Les médias se sont ensuite concentrés sur l’immigration, et nous nous sommes à nouveau sentis angoissés par le danger d’une invasion imminente. Ce terrorisme médiatique s’est poursuivi avec la pandémie. Nous avons tous été effrayés à la fois par le virus et par les traitements obligatoires qui nous ont été imposés. Et nous en arrivons à aujourd’hui, où les nouvelles de guerres et de tragédies abondent dans tous les médias.

L’objectif de cette campagne médiatique est d’effrayer les gens, de les faire se sentir comme des fourmis impuissantes face à une réalité complexe et dangereuse.

Et, en fait, c’est ce que les gens ressentent ! Et lorsque les mouvements anti-guerre, dans l’intention de stimuler les gens à être actifs, parlent du danger nucléaire, malheureusement et involontairement, ils renforcent précisément la paralysie et le besoin de se déconnecter et de s’occuper d’autre chose. Personne ne veut entendre parler de problèmes aussi graves et apparemment insurmontables.

Le deuxième paradoxe est celui de la convergence. Pour faire face aux problèmes que nous rencontrons, nous devons nous unir pour être plus forts, mais lorsque nous essayons de converger, les différences qui nous divisent l’emportent toujours. Je donne un exemple tiré de l’Italie. Il existe des centaines d’organisations pacifistes et non violentes, composées de personnes fantastiques, mais elles ne parviennent pas à converger fortement sur un programme commun. Certains partis sont favorables à une résolution diplomatique des conflits, mais à l’approche des élections européennes, ils n’ont pas réussi à converger sur une liste unique. C’est ce qui est différent et ce qui divise qui a prévalu, et non ce qui unit et rassemble.

Pour en venir enfin à la question « L’humanité risque-t-elle une éventuelle guerre mondiale ? », la réponse est oui. Il suffit de lire le document du Pentagone publié le 11 juin 2019, où il est question de l’utilisation d’armes nucléaires non seulement comme force de dissuasion, mais aussi comme armes d’attaque pour gagner des guerres. Le document parle d’armes à faible potentiel, mais de toute façon plus puissantes que la bombe atomique d’Hiroshima. Mais au-delà de l’utilisation volontaire d’armes nucléaires, il existe un risque sérieux d’accidents.

Cette constatation crée malheureusement une paralysie et une polarisation supplémentaires : est-ce que ce seront les Russes ou les Américains qui utiliseront les armes nucléaires ? Ainsi, nous ne sortons pas de ce que nous avons appelé la « campagne médiatique de la terreur ».

Tolstoï, il y a plus d’un siècle, avec une profonde lucidité, expliquait comment le pouvoir désigne le « mal », les ennemis coupables de mettre nos vies en danger. Il nous a montré comment cette lutte contre le mal justifiait les guerres, alors que le véritable intérêt n’était que de défendre et de consolider son propre pouvoir.

Ce n’est pas en cherchant des coupables et en renforçant les sentiments de peur, de haine et de vengeance que nous sortirons de cette situation et que nous avancerons vers la réalisation de l’idéal d’un monde meilleur.

Pour sortir de ces paradoxes, il est nécessaire de comprendre en profondeur les racines de la crise que nous vivons et de sortir de la vision de l’être humain fourmi.
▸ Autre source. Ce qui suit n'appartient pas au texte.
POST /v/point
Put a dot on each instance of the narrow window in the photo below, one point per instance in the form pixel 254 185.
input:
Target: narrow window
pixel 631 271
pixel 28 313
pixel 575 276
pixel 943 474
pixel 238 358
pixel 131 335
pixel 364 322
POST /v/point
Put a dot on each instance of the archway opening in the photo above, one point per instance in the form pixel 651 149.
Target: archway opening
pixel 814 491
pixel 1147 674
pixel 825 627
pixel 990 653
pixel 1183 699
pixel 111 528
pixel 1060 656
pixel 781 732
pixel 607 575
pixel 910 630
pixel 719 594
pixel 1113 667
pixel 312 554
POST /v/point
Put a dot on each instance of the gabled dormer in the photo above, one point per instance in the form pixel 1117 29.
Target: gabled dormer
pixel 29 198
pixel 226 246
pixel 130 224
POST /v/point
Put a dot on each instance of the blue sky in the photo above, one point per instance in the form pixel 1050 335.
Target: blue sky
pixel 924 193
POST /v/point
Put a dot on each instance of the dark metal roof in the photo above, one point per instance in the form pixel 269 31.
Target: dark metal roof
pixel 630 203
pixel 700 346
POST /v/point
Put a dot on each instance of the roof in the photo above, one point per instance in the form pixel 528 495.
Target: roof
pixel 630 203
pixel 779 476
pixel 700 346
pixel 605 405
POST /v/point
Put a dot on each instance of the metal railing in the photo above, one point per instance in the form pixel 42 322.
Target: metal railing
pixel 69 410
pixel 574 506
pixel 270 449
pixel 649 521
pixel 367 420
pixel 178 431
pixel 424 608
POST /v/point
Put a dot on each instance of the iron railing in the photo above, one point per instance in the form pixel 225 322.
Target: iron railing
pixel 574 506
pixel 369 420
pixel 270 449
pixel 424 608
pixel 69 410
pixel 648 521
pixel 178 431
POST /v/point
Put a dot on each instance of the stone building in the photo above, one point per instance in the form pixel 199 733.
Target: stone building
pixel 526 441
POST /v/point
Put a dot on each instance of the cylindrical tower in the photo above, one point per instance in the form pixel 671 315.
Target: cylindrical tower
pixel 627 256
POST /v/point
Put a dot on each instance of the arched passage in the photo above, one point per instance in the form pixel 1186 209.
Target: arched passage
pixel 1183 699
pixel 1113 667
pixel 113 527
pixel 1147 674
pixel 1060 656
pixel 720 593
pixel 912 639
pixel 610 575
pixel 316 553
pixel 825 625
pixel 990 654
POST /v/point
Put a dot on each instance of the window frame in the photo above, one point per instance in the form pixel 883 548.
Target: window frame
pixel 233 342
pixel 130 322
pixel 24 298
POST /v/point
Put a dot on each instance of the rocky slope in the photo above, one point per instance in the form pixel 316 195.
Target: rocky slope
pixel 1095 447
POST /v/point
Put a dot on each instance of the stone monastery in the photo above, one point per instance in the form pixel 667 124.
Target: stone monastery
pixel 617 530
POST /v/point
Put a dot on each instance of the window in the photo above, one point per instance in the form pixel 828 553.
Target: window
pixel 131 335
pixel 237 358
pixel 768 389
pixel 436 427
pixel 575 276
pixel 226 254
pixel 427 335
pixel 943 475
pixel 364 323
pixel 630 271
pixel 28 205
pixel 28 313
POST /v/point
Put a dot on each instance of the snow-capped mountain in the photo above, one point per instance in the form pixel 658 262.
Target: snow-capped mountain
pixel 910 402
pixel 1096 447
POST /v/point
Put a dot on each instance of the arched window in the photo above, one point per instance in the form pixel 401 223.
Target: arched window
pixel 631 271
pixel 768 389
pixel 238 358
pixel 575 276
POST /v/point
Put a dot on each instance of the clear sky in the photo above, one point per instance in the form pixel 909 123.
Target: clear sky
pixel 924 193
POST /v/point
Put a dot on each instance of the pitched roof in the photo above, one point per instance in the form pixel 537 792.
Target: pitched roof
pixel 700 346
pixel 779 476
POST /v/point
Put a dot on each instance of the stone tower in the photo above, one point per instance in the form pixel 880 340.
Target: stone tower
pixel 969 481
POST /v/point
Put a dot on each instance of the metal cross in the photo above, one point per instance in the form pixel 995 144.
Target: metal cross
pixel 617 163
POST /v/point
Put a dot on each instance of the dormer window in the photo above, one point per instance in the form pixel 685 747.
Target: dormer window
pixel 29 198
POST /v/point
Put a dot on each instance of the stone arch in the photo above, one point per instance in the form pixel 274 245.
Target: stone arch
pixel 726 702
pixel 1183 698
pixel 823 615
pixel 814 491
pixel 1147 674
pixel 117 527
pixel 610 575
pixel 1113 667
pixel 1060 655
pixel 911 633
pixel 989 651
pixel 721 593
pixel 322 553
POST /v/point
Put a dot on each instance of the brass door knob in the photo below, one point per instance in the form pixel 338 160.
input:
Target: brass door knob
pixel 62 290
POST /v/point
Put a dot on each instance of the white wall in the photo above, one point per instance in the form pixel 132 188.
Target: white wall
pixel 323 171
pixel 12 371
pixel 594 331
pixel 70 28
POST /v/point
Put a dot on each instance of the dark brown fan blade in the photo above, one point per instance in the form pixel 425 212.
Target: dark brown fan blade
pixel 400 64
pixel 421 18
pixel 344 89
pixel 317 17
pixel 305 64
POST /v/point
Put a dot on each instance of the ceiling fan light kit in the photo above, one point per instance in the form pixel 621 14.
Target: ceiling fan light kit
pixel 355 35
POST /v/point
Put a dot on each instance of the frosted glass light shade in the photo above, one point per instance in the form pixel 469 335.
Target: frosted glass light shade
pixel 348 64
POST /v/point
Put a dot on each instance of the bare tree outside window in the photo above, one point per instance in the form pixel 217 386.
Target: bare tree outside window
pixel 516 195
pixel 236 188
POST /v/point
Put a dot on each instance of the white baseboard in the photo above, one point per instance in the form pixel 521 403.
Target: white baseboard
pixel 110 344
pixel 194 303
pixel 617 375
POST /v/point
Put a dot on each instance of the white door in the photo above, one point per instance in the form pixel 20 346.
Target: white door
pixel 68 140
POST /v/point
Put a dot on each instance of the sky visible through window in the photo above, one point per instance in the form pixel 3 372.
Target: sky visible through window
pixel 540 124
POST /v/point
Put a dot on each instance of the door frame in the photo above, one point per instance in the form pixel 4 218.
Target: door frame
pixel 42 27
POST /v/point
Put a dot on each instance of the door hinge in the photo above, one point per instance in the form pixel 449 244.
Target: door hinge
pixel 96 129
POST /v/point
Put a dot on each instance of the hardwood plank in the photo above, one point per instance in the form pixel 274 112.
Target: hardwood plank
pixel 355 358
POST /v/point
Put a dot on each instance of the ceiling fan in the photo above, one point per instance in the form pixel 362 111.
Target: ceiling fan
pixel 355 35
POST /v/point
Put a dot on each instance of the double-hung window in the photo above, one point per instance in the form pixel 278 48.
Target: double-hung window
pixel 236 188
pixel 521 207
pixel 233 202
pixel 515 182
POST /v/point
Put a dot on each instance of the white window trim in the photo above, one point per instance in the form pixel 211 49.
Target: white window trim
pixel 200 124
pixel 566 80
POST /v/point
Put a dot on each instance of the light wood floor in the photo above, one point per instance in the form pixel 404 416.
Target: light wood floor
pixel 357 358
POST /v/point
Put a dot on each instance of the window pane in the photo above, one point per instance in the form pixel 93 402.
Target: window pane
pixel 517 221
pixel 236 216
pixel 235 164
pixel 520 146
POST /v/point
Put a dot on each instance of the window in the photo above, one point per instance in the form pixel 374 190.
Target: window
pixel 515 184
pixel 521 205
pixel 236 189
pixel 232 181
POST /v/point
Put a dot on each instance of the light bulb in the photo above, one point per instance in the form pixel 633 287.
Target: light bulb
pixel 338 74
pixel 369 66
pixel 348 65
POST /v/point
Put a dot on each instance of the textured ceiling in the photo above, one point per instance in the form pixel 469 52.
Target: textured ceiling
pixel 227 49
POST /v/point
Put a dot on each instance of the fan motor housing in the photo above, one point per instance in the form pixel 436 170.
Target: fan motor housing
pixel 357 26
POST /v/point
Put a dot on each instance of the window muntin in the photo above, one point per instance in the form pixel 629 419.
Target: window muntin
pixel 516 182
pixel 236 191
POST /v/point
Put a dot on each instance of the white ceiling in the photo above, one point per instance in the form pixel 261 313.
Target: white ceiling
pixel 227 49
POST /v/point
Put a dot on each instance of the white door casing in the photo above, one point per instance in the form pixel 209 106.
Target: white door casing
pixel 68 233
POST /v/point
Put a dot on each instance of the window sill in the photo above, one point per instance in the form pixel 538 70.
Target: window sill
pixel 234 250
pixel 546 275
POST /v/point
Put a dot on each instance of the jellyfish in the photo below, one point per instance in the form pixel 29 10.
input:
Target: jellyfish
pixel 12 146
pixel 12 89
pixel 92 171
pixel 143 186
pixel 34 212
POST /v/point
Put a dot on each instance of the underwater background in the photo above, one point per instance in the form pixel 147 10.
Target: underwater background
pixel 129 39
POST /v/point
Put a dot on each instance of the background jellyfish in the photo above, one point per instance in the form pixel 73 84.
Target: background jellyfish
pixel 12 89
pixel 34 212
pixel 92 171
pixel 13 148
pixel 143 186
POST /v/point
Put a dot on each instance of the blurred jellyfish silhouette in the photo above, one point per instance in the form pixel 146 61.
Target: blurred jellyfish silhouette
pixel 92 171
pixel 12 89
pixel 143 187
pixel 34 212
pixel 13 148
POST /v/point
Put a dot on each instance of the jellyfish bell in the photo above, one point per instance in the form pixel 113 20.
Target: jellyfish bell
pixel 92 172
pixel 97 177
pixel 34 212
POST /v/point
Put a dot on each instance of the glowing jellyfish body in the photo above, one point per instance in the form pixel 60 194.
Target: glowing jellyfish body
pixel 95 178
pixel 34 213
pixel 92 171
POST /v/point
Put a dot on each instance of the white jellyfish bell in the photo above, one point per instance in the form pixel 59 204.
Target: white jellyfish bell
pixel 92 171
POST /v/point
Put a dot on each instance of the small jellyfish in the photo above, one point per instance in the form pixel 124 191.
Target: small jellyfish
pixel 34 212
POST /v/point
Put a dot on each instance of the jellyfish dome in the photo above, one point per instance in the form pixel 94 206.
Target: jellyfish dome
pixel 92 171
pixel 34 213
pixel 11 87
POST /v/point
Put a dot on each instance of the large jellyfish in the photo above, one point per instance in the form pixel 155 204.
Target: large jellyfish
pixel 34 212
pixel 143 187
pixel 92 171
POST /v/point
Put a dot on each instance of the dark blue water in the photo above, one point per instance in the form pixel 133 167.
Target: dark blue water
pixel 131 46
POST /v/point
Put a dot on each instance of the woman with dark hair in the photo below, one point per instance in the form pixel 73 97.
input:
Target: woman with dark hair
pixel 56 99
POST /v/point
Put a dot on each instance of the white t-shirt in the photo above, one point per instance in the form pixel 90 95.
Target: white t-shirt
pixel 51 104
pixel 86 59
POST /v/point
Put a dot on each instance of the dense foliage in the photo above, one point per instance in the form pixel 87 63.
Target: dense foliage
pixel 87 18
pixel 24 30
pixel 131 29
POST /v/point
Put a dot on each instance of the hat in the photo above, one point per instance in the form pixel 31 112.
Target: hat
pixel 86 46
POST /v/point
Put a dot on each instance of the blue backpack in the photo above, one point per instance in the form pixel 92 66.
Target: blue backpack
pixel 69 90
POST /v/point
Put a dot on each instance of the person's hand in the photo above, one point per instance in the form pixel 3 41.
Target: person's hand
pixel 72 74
Cela nécessite un profond éveil des consciences, que nous aborderons dans notre prochaine intervention.

Nous avons besoin d’une nouvelle vision de l’être humain, de nous tourner vers l’avenir. Nous devons faire comme Galilée, qui a pris le télescope que les hollandais utilisaient pour regarder devant eux et l’a tourné vers les étoiles.